Spencer ends it with Carmen, and Carmen moves to San Diego.

Spencer makes plans to go to the LGBT festival, and wants her mom to go with her. But due to her mom's work schedule, they start fighting again about Paula's homophobia. Spencer instead goes to the festival with her dad. Later, Ashley stops by and convinces Paula to go. Spencer is thrilled, and thanks her mom for being part of "one of the greatest days of my life". Paula replies, "It was one of mine too." That night, Spencer calls Ashley and thanks her for bringing Paula. She tells Ashley to open her door, and when Ashley does, Spencer is standing right there. After revealing her naked body, they kiss, make love, and when they wake up the next day Ashley asks if Spencer is going to dump her again. She says no and rushes off to school because she is 5 hours late.

Spencer decides to come out to her grandmother on her 18th birthday.
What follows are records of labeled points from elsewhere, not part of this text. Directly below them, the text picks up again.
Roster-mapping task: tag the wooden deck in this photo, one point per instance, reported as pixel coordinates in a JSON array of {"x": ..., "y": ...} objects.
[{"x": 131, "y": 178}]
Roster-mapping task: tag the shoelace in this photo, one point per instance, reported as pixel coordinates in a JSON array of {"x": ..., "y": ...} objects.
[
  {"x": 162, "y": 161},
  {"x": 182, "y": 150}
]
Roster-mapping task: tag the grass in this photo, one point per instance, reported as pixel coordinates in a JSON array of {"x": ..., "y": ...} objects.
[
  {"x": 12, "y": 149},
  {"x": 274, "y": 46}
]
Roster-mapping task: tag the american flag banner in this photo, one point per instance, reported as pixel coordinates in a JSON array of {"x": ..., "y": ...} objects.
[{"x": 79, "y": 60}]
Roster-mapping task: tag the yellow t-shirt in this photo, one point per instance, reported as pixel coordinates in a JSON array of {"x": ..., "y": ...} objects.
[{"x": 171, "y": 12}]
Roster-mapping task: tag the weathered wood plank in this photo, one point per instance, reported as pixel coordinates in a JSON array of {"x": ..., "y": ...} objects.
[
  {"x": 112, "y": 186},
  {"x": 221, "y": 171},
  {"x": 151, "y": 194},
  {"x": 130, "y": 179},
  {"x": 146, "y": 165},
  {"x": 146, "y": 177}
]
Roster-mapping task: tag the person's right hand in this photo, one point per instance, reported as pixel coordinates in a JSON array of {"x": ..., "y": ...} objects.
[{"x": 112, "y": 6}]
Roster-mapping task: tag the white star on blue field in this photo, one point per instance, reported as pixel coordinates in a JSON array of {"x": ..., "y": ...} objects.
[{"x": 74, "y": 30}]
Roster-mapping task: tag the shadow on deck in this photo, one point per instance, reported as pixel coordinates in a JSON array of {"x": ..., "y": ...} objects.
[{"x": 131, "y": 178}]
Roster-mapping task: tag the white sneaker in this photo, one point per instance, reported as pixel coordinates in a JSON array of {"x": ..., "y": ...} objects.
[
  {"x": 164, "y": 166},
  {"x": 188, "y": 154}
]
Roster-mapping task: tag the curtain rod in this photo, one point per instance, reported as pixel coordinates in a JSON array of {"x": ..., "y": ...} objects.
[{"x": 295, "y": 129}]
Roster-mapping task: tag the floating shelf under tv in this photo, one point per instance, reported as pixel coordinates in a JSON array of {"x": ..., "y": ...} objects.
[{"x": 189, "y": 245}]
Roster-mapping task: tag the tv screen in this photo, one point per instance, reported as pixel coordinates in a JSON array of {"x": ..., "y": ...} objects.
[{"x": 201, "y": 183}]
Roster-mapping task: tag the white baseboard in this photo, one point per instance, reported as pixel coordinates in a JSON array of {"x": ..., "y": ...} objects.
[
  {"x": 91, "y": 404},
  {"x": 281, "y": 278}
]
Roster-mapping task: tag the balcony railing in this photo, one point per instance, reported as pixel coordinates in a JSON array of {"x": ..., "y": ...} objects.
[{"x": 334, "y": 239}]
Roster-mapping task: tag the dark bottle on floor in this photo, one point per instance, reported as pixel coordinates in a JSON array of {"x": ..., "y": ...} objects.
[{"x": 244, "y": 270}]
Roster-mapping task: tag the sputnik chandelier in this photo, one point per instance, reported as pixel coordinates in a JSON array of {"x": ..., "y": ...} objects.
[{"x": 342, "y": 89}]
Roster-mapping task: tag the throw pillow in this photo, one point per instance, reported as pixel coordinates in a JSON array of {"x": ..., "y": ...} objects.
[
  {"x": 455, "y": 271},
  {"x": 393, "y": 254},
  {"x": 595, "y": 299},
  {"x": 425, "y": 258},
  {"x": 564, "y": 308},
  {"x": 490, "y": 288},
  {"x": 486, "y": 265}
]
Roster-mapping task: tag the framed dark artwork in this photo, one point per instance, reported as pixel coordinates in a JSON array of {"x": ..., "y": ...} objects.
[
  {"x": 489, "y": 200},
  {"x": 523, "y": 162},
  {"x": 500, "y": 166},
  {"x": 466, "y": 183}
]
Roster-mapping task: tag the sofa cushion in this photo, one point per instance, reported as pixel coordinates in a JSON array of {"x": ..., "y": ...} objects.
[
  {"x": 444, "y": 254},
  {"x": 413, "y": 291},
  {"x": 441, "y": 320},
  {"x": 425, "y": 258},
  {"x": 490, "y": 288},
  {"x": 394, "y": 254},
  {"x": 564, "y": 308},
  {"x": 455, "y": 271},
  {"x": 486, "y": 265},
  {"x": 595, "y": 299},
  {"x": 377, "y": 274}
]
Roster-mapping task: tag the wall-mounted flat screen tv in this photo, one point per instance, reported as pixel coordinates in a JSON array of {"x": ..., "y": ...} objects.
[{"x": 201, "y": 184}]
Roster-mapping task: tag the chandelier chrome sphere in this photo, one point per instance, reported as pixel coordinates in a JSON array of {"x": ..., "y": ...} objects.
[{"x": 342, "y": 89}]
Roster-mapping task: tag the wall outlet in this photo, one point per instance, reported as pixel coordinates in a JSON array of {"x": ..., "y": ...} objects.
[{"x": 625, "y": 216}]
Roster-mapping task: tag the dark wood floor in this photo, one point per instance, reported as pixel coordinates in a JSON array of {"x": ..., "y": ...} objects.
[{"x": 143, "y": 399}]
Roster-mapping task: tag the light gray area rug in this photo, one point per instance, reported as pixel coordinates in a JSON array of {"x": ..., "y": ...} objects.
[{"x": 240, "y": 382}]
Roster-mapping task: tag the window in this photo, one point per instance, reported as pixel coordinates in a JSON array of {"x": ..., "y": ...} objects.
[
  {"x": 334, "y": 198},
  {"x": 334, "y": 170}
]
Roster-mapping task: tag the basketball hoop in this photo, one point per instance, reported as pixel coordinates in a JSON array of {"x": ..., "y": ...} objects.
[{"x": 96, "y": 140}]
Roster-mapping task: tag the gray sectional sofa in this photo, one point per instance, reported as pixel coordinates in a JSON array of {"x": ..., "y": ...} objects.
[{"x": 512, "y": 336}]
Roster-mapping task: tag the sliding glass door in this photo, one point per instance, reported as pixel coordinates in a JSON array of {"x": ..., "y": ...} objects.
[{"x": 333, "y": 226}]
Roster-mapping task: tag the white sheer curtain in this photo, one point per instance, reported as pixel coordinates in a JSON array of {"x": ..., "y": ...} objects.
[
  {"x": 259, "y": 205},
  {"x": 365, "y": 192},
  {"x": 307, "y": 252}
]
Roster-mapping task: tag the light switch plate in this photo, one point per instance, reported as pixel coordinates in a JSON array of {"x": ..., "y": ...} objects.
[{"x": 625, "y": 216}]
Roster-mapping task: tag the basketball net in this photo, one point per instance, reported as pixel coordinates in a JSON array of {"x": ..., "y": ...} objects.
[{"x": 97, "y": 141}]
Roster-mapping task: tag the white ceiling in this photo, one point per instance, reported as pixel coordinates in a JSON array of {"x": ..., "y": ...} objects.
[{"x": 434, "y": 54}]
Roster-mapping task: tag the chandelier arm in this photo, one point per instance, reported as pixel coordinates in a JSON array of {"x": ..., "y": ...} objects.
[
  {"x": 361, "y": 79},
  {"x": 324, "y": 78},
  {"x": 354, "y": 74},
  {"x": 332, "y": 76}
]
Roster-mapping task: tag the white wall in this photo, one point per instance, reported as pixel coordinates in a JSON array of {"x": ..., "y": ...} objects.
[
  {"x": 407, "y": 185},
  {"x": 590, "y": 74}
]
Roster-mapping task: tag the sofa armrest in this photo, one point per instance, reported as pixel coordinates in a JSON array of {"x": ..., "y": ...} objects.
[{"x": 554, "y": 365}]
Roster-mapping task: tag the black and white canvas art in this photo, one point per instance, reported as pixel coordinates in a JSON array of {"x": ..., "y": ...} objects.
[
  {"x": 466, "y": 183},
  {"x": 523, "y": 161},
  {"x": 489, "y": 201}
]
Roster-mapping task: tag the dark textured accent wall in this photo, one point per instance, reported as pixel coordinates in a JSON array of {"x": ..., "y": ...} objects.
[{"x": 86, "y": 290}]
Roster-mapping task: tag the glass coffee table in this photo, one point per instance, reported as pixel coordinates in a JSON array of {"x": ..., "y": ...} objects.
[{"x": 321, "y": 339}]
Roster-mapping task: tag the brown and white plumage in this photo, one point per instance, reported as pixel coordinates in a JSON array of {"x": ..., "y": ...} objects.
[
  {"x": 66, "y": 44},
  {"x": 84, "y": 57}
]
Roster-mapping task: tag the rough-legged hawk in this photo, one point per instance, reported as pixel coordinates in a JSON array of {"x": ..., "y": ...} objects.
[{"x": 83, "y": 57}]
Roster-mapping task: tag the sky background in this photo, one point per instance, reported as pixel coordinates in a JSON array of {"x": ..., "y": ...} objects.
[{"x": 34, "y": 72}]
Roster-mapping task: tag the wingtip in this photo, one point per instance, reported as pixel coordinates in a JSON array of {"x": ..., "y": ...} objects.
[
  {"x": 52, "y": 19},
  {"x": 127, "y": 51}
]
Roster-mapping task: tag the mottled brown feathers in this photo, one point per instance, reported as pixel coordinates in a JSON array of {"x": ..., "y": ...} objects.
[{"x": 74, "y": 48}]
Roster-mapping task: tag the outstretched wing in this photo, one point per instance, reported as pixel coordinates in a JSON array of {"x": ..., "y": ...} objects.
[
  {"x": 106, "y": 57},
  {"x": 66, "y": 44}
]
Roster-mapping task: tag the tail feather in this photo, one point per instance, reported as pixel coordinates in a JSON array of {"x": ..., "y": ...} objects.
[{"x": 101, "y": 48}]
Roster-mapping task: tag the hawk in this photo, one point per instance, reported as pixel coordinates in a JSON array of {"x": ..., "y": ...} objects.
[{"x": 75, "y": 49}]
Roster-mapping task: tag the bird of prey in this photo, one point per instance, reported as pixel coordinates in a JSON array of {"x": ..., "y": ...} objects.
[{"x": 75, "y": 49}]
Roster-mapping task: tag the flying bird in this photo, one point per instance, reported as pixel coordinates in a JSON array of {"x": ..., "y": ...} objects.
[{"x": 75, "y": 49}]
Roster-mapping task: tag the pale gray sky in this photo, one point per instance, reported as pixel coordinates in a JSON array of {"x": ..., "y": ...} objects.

When her grandmother visits and is told by Spencer that she is gay, she is not happy, and decides to go home early. Showing signs of acceptance of her daughter's sexuality Paula stands up for Spencer and accuses her mother of being a bigot.

In the final episode, Spencer has to make a choice to go to a college away from Ashley or go to a college near. In the end, she goes to UCLA and moves in a loft with Ashley.

In the 'Five Years Later' Webpisode, five years after the last episode, Spencer & Ashley are married, and Ashley is heavily pregnant as Spencer donated her eggs while Aiden donated his sperm. Ashley finally decides to name their child Clay after Spencer's deceased brother which makes her happy.